March 28, 2011 - Posted by | COIN, Current Events, H300, military history, Professional Military Education | , , , , , , , , , , , ,


  1. Well, in deciding if Afghanistan is more like Vietnam than Iraq I could see one being able to argue yes, if comparing terrain and geographical boundaries. If one were to compare enemy tactics I could see the arguement being more difficult to prove Afghanistan being more like Vietnam than Iraq.

    If one were to compare the enemy’s beliefs or ideals, I would say neither Afghanistan nor Iraq are like Vietnam.

    MAJ Tanya Seymore

    Comment by MAJ Tanya Seymore | March 31, 2011

  2. To me, one of the key differences between Afghanistan and Vietnam is that there has not been any high-intensity conflict between conventional forces in Afghanistan. In Iraq, there was high-intensity conflict between conventional forces initially, but once Phase III was over, it was replaced by the insurgency.

    Comment by Rachel Wienke, 17D | April 1, 2011

  3. There are parallels between Libya and the Bangladeshi freedom movement. What can we learn from the past? My analysis here.

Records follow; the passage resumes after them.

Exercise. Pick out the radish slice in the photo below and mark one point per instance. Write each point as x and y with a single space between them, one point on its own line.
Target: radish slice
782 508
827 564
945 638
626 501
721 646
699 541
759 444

    Comment by ulag | April 29, 2011

  4. The parallels between Afghanistan and Vietnam are striking, but one should not overlook the differences as well. First with regards to troop strength, we have a far smaller commitment to Afghanistan than we did in Vietnam. I think the striking difference is the desired Endstate. In Vietnam, our desire was to develop South Vietnam that would be able to stop the Communist expansion and capable of self governance. I think in Afghanistan, we want a develop a Nation-State capable of stable and secure self goverance to prevent a power vacuum that is condusive to train and support terrorism. Both endstates are difficult. The similiarity in my opinion is that both endstates are (were) achievable if the will of the people (in the states) would support it long enough. Time will be the only indicator if our efforts in Afghanistan will ultimately be successful.